Answer :
Answer:
Step-by-step explanation:To find the work done by the force \(\vec{F} = \langle P, Q, R \rangle\) when moving a particle along the curve \(\vec{r}(t) = \langle x(t), y(t), z(t) \rangle\) from \(t = 0\) to \(t = 2\), we use the formula:
\[ W = \int_{a}^{b} \vec{F} \cdot \vec{r}'(t) \, dt \]
where \(\vec{r}'(t)\) is the derivative of \(\vec{r}(t)\) with respect to \(t\).
Given:
- \(\vec{F} = \langle P, Q, R \rangle = \langle x, y, z \rangle\)
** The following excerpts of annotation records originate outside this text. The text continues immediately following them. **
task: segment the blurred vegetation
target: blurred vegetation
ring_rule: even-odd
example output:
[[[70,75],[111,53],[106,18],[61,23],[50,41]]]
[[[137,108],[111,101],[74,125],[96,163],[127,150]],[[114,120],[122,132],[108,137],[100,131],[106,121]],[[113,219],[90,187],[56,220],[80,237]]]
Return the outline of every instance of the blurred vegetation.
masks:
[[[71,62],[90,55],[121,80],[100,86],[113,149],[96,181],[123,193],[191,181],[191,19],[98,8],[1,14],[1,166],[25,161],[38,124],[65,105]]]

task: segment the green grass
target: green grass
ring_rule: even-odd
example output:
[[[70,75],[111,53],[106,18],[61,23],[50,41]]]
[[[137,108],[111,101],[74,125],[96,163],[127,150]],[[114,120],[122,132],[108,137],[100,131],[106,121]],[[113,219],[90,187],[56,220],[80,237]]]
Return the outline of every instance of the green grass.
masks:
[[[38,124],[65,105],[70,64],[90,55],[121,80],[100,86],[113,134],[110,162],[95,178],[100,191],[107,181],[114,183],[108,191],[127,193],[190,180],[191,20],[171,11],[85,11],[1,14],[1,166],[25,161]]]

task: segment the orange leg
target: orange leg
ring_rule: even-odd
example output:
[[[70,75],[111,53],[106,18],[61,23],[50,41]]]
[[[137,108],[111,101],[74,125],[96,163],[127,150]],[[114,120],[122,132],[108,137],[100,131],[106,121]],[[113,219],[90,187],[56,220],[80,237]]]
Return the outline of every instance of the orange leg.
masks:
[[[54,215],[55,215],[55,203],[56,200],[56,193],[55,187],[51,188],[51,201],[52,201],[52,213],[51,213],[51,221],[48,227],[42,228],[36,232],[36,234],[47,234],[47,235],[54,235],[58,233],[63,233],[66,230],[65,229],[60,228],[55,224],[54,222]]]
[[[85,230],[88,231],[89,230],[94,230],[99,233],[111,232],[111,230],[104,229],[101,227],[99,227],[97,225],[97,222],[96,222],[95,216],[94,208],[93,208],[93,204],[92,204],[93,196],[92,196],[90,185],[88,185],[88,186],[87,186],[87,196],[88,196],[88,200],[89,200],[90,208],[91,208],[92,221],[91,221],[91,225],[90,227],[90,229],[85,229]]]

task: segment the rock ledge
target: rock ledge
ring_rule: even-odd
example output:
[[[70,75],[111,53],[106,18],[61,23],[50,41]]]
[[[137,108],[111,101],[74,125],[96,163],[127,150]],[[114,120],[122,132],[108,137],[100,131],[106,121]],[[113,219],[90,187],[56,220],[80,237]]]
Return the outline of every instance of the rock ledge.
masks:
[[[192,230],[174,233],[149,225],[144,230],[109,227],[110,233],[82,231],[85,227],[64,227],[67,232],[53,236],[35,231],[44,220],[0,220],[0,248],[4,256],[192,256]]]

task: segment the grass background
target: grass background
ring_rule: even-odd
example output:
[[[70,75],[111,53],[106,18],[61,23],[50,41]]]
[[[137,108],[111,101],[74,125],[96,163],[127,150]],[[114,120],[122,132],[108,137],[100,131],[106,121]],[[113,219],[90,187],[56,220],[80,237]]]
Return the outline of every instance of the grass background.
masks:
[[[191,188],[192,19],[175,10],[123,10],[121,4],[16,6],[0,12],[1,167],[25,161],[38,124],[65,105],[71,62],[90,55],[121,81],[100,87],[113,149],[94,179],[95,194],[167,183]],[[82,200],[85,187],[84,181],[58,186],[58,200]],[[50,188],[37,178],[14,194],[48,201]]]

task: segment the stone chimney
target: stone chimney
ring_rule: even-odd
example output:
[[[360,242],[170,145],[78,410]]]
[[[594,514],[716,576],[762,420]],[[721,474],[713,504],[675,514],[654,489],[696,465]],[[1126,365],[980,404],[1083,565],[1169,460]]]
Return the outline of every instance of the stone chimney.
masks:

- \(\vec{r}(t) = \langle t, t^2, t^3 \rangle\)
- \(t\) ranges from \(0\) to \(2\)
First, find \(\vec{r}'(t)\):
\[ \vec{r}'(t) = \langle 1, 2t, 3t^2 \rangle \]
Now, compute \(\vec{F} \cdot \vec{r}'(t)\):
\[ \vec{F} \cdot \vec{r}'(t) = \langle t, t^2, t^3 \rangle \cdot \langle 1, 2t, 3t^2 \rangle \]
\[ \vec{F} \cdot \vec{r}'(t) = t \cdot 1 + t^2 \cdot 2t + t^3 \cdot 3t^2 \]
\[ \vec{F} \cdot \vec{r}'(t) = t + 2t^3 + 3t^5 \]
Now, integrate \(\vec{F} \cdot \vec{r}'(t)\) from \(t = 0\) to \(t = 2\):
\[ W = \int_{0}^{2} (t + 2t^3 + 3t^5) \, dt \]
Compute each term separately:
\[ \int_{0}^{2} t \, dt = \left[ \frac{t^2}{2} \right]_{0}^{2} = 2 \]
\[ \int_{0}^{2} 2t^3 \, dt = 2 \left[ \frac{t^4}{4} \right]_{0}^{2} = 2 \cdot 4 = 8 \]
\[ \int_{0}^{2} 3t^5 \, dt = 3 \left[ \frac{t^6}{6} \right]_{0}^{2} = 3 \cdot \frac{64}{6} = 32 \]
Add them together:
\[ W = 2 + 8 + 32 = 42 \]
Therefore, the work done by the force \(\vec{F} = \langle P, Q, R \rangle = \langle x, y, z \rangle\) when it moves the particle along the arc of the curve from \(t = 0\) to \(t = 2\) is \( \boxed{42} \).